3.4 Influence of landscape on genetic diversity
Analysis of the db-RDA model in Shunchang County showed that different
landscape types had significant effects on the genetic diversity at
three scales (Table 4). At the three scales of 300 m, 800 m, and 1,000
m, the percentage of P. massoniana was significantly related to
the genetic diversity of this species (P (300 m) = 0.031;P (800 m) = 0.022; P (1,000 m) = 0.006), explaining
47.478%, 45.730%, and 43.342% of the variation, respectively (Table
4). Urban landscape was significantly correlated with the genetic
diversity only at 800 m (P = 0.046), whereas mixed forest with
hosts had significant effects at scales of 800 m and 1,000 m
(P (800 m) = 0.038; P (1,000 m) = 0.031). At the 1,000 m
scale, additional types of landscapes had significant correlations,
including P. elliottii (P = 0.04), farmland (P =
0.018), and roads (P = 0.046) (Table 4). In Xiapu, in addition to
the influence of P. massoniana at the three scales, other
landscape types at different scales also showed significance (Table 5).
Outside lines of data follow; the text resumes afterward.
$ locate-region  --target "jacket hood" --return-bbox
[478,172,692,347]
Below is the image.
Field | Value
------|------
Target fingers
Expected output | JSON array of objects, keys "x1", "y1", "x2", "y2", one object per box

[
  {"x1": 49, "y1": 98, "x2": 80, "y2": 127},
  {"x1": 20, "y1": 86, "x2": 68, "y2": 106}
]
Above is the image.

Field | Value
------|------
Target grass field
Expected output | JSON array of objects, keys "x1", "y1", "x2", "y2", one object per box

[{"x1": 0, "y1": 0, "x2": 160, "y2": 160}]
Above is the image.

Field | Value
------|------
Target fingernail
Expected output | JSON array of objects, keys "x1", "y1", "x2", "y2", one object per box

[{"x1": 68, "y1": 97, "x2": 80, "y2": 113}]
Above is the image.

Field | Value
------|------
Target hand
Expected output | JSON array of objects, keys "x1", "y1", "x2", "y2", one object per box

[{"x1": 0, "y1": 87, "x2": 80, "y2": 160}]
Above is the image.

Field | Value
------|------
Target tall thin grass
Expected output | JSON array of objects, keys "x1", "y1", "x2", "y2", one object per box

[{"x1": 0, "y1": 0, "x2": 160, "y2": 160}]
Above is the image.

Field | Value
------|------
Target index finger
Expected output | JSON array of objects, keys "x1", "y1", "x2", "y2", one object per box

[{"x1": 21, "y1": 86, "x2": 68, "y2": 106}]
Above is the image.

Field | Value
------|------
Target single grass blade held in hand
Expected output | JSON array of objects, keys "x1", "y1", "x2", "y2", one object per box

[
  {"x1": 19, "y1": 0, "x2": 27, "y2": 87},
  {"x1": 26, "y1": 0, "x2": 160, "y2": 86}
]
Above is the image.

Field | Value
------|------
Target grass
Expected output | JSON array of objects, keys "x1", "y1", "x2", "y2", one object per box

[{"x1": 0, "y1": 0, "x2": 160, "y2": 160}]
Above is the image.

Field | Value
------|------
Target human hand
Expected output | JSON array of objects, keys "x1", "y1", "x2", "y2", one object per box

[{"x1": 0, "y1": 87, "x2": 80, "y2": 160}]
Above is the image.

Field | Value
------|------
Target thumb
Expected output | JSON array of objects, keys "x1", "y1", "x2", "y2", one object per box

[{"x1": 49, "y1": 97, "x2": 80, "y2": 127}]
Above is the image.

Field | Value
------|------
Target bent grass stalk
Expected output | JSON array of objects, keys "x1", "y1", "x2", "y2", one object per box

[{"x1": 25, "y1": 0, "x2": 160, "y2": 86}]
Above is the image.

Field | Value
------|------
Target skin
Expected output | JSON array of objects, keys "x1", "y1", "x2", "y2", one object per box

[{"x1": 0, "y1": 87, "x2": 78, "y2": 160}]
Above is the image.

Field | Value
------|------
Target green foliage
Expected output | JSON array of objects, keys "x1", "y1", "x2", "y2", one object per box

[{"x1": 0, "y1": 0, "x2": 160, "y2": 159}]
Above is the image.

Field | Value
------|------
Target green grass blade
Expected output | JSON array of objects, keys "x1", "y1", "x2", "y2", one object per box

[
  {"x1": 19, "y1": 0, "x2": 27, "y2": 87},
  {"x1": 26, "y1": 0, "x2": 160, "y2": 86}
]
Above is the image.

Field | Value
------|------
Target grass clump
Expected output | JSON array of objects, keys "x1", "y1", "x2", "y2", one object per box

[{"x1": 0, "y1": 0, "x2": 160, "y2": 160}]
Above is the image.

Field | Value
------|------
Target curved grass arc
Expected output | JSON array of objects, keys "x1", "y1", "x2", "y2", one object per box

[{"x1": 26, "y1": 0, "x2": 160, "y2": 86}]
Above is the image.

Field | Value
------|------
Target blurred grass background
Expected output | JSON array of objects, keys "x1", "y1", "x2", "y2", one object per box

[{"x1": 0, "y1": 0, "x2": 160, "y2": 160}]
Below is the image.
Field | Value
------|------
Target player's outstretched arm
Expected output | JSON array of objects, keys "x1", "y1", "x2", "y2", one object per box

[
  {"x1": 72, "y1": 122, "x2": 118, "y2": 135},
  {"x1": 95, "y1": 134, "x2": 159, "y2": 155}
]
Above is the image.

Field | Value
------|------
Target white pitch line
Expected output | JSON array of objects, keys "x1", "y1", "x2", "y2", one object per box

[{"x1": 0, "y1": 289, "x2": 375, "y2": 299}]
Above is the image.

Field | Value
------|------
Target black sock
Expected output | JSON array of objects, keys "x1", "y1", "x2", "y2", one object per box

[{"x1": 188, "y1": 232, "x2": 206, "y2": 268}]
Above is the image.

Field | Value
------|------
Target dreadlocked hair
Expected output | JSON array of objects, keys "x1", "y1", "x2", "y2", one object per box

At the 800 m scale, P. elliottii was significantly correlated
with the genetic diversity (P = 0.019), explaining 23.237% of
the variation (Table 5). At the 1,000 m scale, similar to Shunchang,
there were more relevant landscape variables than at the two smaller
scales, primarily including mixed forest with hosts (P = 0.032),
roads (P = 0.032), farmland (P = 0.007), and urban
(P = 0.041) (Table 5). In both areas, the different landscape
types could affect the genetic diversity of M. alternatus , and
the number of landscape types with effects increased with the increase
in scale.
GAM analysis was performed to explain the nonlinear relationship in the
db-RDA analysis. According to the results, the landscape variables fit
well on the first two dimensions of the PCoA ordination (Figures 5
(Shunchang) and 6 (Xiapu)). Pinus massoniana increased gradually
with the first PCoA axis or the second axis in both areas, indicating
that P. massoniana was positively correlated with genetic
diversity (Figure 5A, B, E; Figure 6A, B, E). The landscape types that
increased along the first PCoA axis also included roads in Shunchang
(Figure 5I), whereas mixed forest with hosts and P. elliottiimainly increased with the second PCoA axis (Figure 5C, F, G). In Xiapu,
mixed forest with hosts at the 800 m scale and P. elliottii and
mixed forest with hosts at the 1,000 m scale also increased with the
first PCoA axis (Figure 6C, D, F, H). Urban decreased with the second
PCoA axis in both areas (Figure 5D; Figure 6G), whereas farmland
decreased with the first PCoA axis or the second axis (Figure 5H or
Figure 6I), which indicated that the genetic diversity was negatively
correlated with urban and farmland landscapes.